Diese Erkenntnisse konnte ich dann sehr gut nutzen um unangenehme Situationen in reinen Frauengruppen stilvoll zu meistern. Ich lernte einfach die richtigen Register zu ziehen und schon lernte ich auf diese Weise wunderbare Damen, kennen die mich schon Jahre begleiten. Ich hatte auch ein wunderbares, mehrere Staffeln anhaltendes Tutorial: Sex and the City. Wenn immer ich mehr über weibliche Sozialgefüge lernen wollte, schaute ich mal was Carrie und Co so treiben. Diese Serie ist trotz der vielen oberflächlichen Klischees eine wunderbare, ironische und meisterhaft gestaltete Darstellung der modernen Weiblichkeit. Ein Portrait sozusagen, mit liebenswerten Manierismen. So wurde dann aus mir jemand der shoppen *und* shoppen kann. Beides führt zu wunderbar schicken und/oder lustigen Ergebnissen. Sei es vor dem Spiegel in der Boutique oder am heimischen Monitor. 

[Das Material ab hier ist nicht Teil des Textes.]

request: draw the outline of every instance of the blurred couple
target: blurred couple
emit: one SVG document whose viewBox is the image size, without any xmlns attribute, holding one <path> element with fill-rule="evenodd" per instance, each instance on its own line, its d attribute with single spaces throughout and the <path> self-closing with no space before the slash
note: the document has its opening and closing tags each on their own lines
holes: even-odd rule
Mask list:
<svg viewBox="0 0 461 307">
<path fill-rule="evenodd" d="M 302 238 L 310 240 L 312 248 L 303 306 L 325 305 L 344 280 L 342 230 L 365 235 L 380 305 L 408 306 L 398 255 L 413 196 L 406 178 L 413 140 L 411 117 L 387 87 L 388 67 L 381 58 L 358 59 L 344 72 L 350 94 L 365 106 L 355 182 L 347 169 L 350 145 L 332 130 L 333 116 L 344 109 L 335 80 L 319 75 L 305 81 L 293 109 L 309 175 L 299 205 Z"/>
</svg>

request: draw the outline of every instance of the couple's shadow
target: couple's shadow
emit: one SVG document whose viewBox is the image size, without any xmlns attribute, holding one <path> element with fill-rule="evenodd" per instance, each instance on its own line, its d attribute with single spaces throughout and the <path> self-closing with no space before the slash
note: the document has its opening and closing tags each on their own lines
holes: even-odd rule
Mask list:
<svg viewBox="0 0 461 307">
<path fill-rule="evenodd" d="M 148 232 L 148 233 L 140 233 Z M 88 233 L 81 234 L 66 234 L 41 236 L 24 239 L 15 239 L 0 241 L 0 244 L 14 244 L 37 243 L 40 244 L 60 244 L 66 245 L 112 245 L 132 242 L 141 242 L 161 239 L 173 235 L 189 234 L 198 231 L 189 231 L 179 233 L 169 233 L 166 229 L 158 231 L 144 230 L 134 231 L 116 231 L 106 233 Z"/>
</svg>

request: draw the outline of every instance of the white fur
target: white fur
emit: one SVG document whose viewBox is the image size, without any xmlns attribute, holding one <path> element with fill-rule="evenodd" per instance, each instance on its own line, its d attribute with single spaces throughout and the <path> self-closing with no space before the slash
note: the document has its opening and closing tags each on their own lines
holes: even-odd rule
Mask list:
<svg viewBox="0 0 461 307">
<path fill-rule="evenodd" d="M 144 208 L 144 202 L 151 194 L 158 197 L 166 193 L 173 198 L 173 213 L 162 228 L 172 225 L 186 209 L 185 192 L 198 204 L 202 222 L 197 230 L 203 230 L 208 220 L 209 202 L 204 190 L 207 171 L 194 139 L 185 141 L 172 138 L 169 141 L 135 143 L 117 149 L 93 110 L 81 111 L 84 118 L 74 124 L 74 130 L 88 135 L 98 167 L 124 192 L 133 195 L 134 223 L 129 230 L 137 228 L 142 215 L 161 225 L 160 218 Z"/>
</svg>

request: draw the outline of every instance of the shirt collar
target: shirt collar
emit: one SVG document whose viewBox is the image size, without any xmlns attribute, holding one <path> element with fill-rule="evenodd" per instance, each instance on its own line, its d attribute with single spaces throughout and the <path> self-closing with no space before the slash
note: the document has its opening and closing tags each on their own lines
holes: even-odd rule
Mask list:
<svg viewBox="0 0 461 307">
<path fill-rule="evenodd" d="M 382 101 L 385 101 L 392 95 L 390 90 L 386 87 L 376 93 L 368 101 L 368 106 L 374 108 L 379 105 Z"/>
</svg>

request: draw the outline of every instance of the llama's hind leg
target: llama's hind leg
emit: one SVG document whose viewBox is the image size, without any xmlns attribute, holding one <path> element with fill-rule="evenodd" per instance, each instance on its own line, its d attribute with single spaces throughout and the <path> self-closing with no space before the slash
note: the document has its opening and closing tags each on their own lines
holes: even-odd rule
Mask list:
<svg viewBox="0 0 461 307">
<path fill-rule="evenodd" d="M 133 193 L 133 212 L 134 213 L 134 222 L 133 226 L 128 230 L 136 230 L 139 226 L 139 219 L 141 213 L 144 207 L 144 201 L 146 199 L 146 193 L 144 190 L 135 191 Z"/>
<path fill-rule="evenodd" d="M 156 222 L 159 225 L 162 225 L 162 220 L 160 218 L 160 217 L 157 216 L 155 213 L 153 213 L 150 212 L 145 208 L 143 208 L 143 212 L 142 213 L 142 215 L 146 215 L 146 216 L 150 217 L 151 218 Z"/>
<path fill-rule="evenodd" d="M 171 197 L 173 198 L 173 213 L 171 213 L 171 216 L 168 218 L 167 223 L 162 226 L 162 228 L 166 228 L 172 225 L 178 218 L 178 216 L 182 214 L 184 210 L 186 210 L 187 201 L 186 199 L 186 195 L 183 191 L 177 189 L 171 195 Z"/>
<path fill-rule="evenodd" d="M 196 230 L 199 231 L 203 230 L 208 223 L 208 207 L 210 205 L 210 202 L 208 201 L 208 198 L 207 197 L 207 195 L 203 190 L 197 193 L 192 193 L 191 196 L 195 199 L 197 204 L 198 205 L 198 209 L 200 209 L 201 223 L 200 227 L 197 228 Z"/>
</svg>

Um noch einmal die Serienkultur zu bemühen, gibt es eine Figur die kulturelle Register, sei es geschlechterbezogen oder auch kulturell, gerne auch ineinander verschränkt, situationsbedingt aus dem Ärmel schütteln kann: Die Figur Dax* aus Deep Space Nine mit dem unvergleichlich weiblichen Äußeren aber den Erinnerungen und dem Wissen von Männlein und Weiblein und irrsinnig vielen kulturellen Details aus vielen Regionen und Zeitaltern. Anhand von Dax erkennt man wunderbar, wie scheinbar gebundene (lokal, geschlechtlich, altersbedingt, etc.) kulturelle Register aufgrund eines eigenen Erfahrungsschatzes über den eigenen Grenzen hinweg von ihren Ursprüngen losgelöst werden können.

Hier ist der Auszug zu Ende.